Norwegian Car Carriers ASA has signed an agreement with an undisclosed party to acquire a large and fuel efficient 6,430 CEU car carrier built at Mitsubishi Heavy Industries in 2010. The Company has received firm offers for debt financing of the vessel amounting to 70% of the purchase price. The remaining part of the purchase price will be financed with equity. The acquisition of the vessel is conditional upon successful completion of the contemplated Private Placement.
The Company has concluded a seven years time charter for the vessel with a major car carrier operator and logistics company, publicly listed in Asia and rated BBB+ by S&P. The charter contract for the vessel will add about USD 60 million to the Company’s revenue backlog.
The acquisition will have considerable positive effect on the Company’s earnings and cash flow and the vessel is estimated to generate approx. USD 6.3 million EBITDA during the first 12 months of operation.
The Company has retained DNB Markets, RS Platou Markets AS, and SEB Enskilda, as Joint Lead Managers and Joint Bookrunners (collectively referred to as the “Managers”) to advise on and effectuate a private placement of new shares directed towards Norwegian investors and international institutional investors (the “Private Placement”).
Current leading shareholders including Klaveness Ship Investments AS and Wilhelmsen Lines Shipowning AS have pre-committed to subscribe in the Private Placement.

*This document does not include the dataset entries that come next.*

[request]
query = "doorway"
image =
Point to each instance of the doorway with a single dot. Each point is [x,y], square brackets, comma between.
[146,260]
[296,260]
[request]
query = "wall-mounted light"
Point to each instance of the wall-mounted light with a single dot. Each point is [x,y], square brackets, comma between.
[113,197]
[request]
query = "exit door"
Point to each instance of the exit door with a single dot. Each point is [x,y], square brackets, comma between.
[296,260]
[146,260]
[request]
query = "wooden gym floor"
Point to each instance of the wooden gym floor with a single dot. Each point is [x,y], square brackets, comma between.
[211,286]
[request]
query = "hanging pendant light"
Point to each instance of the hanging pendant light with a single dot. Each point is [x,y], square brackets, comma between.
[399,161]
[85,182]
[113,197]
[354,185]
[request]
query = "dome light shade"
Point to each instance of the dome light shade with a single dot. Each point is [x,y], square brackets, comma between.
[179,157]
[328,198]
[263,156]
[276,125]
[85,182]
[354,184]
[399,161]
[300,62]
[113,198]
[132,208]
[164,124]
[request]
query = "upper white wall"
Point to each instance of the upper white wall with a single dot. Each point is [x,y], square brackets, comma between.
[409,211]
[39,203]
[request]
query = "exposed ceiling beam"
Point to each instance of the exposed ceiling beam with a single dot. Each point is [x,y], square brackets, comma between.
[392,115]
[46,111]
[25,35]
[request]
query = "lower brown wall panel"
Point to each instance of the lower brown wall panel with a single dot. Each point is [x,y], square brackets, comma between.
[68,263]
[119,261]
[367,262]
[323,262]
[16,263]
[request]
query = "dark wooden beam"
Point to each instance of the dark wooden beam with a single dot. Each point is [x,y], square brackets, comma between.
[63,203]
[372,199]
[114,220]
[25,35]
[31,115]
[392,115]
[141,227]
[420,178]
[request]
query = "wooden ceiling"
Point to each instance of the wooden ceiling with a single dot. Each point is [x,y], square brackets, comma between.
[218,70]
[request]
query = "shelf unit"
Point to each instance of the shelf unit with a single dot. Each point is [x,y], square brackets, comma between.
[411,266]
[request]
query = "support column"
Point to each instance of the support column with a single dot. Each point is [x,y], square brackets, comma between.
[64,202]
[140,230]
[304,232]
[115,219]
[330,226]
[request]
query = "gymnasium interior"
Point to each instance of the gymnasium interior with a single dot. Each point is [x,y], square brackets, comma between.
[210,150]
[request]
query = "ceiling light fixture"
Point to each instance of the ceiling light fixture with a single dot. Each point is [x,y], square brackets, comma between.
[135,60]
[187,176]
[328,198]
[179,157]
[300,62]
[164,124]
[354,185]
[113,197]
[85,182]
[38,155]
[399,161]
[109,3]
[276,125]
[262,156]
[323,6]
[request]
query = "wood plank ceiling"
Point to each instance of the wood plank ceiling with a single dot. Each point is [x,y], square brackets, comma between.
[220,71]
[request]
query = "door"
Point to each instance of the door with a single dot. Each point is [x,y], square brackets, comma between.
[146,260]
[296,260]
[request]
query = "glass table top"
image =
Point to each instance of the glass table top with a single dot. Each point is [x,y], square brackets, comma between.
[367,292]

The gross proceeds of the contemplated Private Placement will be minimum NOK 80 million and maximum NOK 100 million through an issue of minimum 43.2 million and maximum 54.1 million new ordinary shares. The order price is NOK 1.85 per share. The net proceeds from the Private Placement will be used to part finance the equity portion of the abovementioned acquisition.
The minimum order in the Private Placement has been set to the NOK equivalent of EUR 100,000.
The application period commences 30 October 2012 at 09:15 CET and will close on 31 October 2012 at 08:30 CET. The Company may, however, at any time resolve to close or extend the application period at its own discretion.
The private placement will be in accordance with the power of attorney given to the Board at the Ordinary General Meeting on 7 June 2012 to increase the Company’s share capital with up to NOK 100 million.
A Listing Prospectus will be prepared in connection with the listing of the new shares on Oslo Stock Exchange. The new shares to be issued will not be tradable until the Listing Prospectus has been approved by the Norwegian FSA. Subscribers in the Private Placement may however, receive settlement by way of already issued and tradable shares made available through an arrangement with certain existing shareholders.